Para aqueles inclinados a crer no sobrenatural, a morte do primeiro jurado já era prova suficiente.

O pé de Burnham doía. O convés reverberava. Onde quer que se estivesse no navio, dava para sentir o poder das 29 caldeiras do Olympic, transmitido no sentido vertical pelas chapas do casco. Era uma sensação constante que dava aos passageiros — mesmo nos camarotes, nas salas de jantar ou de fumar, não obstante os esplêndidos esforços para criar a impressão de que esses cômodos tinham saído direto do palácio de Versalhes ou de uma mansão jacobita — a certeza de estar a bordo de um navio impelido para as zonas mais remotas do oceano.

Burnham e Millet estavam entre os poucos construtores da feira ainda vivos. Tantos outros já tinham partido. Olmsted e Codman. McKim. Hunt. Atwood — misteriosamente. E aquela perda inicial, que Burnham ainda tinha dificuldade de compreender. Logo não restaria mais ninguém, e a feira deixaria de existir como uma lembrança viva no cérebro de qualquer um.

Dos homens mais importantes, quem além de Millet havia sobrado? Somente Louis Sullivan: amargurado, cheirando a álcool, ressentido sabia-se lá com quê, mas não tanto a ponto de deixar de aparecer no escritório de Burn­ham para pedir um empréstimo ou para vender uma pintura ou um esboço.

Ao menos Frank Millet ainda parecia forte e saudável, e cheio do rústico bom humor que tanto animara as longas noites durante a construção da feira.

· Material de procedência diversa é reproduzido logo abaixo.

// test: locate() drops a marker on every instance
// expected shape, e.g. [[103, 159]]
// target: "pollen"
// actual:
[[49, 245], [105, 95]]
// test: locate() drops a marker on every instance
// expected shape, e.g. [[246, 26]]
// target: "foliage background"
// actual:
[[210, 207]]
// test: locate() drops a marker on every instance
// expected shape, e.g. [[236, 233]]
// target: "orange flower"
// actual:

O comissário voltou. A expressão dos olhos mudara. Pediu desculpas. Ainda não conseguira mandar a mensagem, disse, mas dessa vez pelo menos tinha uma explicação. Ocorrera um acidente envolvendo o navio de Millet. Na verdade, informou, naquele momento o Olympic já seguia em direção ao norte, a toda velocidade, para prestar socorro, com instruções para recolher e cuidar dos passageiros feridos. O homem não sabia nada além disso.

Burnham mudou a posição da perna, contraiu-se e aguardou mais notícias. Esperava que, quando o Olympic enfim chegasse ao local do acidente, pudesse encontrar Millet e ouvi-lo contar alguma história atroz da viagem. Na paz do camarote, Burnham abriu seu diário.

Naquela noite a feira ressurgiu para ele com ainda mais clareza.